C++ Input and Output using fscanf, scanf, fprintf and printf

Up till now you have probably done most of your I/O in C++ using the cin and cout streams. The Coco/R system used later in the course works in terms of traditional, less bloated libraries that are present both in C and in C++.

The standard C and C++ libraries include a number of functions for output to the "standard output" device, and for input from the "standard input" device. In MS-DOS implementations these correspond, in their simplest applications, to the screen and keyboard. Chief among these functions are printf (for output) and scanf (for input). They are not the only I/O functions one can use in C, but they are two of the most versatile. Calls to the functions may be described in a general way by

PrintfStatement = "printf" "(" ControlString { "," Expression } ")" ";" .
ScanfStatement = "scanf" "(" ControlString { "," Address } ")" ";" .
ControlString = String .

and some simple examples follow immediately:

         printf("Output results"); 
         printf("firstvar + secondvar = %d\n", thirdvar); 
         printf("%d + %d = %d\n", first, second, third); 

         scanf("%d %d %d", &first, &second, &third); 

The chief difference between printf and scanf lies in the argument list. printf uses variable names, constants and expressions, whereas scanf uses the addresses of variables.

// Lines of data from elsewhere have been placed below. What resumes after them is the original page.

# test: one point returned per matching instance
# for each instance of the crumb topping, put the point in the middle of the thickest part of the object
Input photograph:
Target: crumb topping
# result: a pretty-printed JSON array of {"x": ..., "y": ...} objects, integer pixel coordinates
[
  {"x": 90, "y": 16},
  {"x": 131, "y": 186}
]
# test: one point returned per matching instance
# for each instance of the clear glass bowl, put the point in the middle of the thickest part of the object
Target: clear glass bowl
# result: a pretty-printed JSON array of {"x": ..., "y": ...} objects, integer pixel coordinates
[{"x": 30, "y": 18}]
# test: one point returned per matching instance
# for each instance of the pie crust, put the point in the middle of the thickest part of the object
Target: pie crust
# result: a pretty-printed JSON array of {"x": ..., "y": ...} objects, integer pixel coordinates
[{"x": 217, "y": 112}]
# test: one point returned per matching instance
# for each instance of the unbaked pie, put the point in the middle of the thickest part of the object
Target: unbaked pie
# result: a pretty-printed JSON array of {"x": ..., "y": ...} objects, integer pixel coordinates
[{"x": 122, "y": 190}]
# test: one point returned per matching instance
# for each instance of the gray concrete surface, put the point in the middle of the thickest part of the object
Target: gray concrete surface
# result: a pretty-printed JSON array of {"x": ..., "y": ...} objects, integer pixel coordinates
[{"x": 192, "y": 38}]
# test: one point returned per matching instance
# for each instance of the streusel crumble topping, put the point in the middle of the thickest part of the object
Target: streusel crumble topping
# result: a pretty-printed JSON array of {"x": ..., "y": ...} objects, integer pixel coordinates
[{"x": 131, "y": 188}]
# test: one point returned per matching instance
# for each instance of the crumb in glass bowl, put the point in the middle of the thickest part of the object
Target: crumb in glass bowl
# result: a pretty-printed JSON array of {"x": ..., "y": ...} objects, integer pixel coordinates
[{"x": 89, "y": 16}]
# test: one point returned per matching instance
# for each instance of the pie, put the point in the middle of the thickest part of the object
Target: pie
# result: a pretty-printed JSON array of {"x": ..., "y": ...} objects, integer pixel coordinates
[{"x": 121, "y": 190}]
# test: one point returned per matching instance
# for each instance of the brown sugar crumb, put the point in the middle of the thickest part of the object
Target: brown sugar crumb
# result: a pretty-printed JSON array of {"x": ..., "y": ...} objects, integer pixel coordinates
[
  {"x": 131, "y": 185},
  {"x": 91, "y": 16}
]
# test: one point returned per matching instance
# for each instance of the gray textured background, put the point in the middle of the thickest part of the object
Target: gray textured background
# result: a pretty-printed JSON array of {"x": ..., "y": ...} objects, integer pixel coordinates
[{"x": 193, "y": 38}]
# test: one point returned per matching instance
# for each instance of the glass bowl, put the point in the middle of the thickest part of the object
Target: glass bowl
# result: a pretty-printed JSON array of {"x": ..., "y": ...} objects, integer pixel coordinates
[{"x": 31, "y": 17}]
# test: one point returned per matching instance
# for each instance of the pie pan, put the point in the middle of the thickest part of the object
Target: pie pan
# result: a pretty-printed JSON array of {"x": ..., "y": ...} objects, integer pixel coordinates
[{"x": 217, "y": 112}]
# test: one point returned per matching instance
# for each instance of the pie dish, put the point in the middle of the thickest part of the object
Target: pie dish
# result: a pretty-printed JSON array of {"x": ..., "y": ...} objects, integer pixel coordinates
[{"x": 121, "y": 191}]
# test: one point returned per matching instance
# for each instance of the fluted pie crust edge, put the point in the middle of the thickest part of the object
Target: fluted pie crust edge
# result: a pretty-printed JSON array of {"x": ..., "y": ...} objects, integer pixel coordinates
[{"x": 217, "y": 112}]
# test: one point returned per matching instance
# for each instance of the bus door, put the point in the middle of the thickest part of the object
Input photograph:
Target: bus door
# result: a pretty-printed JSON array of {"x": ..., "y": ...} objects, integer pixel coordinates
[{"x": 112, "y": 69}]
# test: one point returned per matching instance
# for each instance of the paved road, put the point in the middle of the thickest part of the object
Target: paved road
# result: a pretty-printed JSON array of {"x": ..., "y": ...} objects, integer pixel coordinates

A simple rule for beginners starting to use scanf for input is that

The control string

The first actual parameter to either type of function call is a string - in most cases a string literal - that we call the control string. The simplest form of printf statement contains only this string. Within this string - if it is specified as a literal string - the usual "escape sequences" are interpreted as such. This for example, we can write

            printf("here is one line\nand here is another\nand another\007"); 

Format specifiers

However, there may be other parameters. In the case of printf these parameters give the values of expressions whose values are to be written; in the case of scanf these parameters specify the addresses (pointers to) the variables whose values are to be read. A device (first used in FORTRAN) requires that the control string have embedded in it so-called format specifiers or conversion specifiers. That is to say, the control string is not a simple string at all, but a mixture of characters that are to be displayed as themselves, and characters that are to be stripped out of the string and used to decide how to interpret the other parameters in the function call! This is aptly described by Plauger as effectively having a little program contained in the control string, written in its own little programming language. As though learning one new language were not enough, we are now suggesting you learn two more, for the languages in printf and scanf control strings are similar, but different, languages

The lead-in character for a format specifier is the escape character "%". The presence of this character in the control string means that as many as are necessary of the characters that follow are to be stripped out and turned into a format specifier - unless the next character is also a %. So to print the string

           you should appreciate that %age points are Brownie points 

requires a printf statement

           printf("you should appreciate that %%age points are Brownie points"); 

The general form of the other format specifiers may be described by the EBNF productions:

     FormatSpecifier  =  "%" [ Modifiers ] TypeCharacter .
     Modifiers        =  PrintModifiers | ScanModifiers .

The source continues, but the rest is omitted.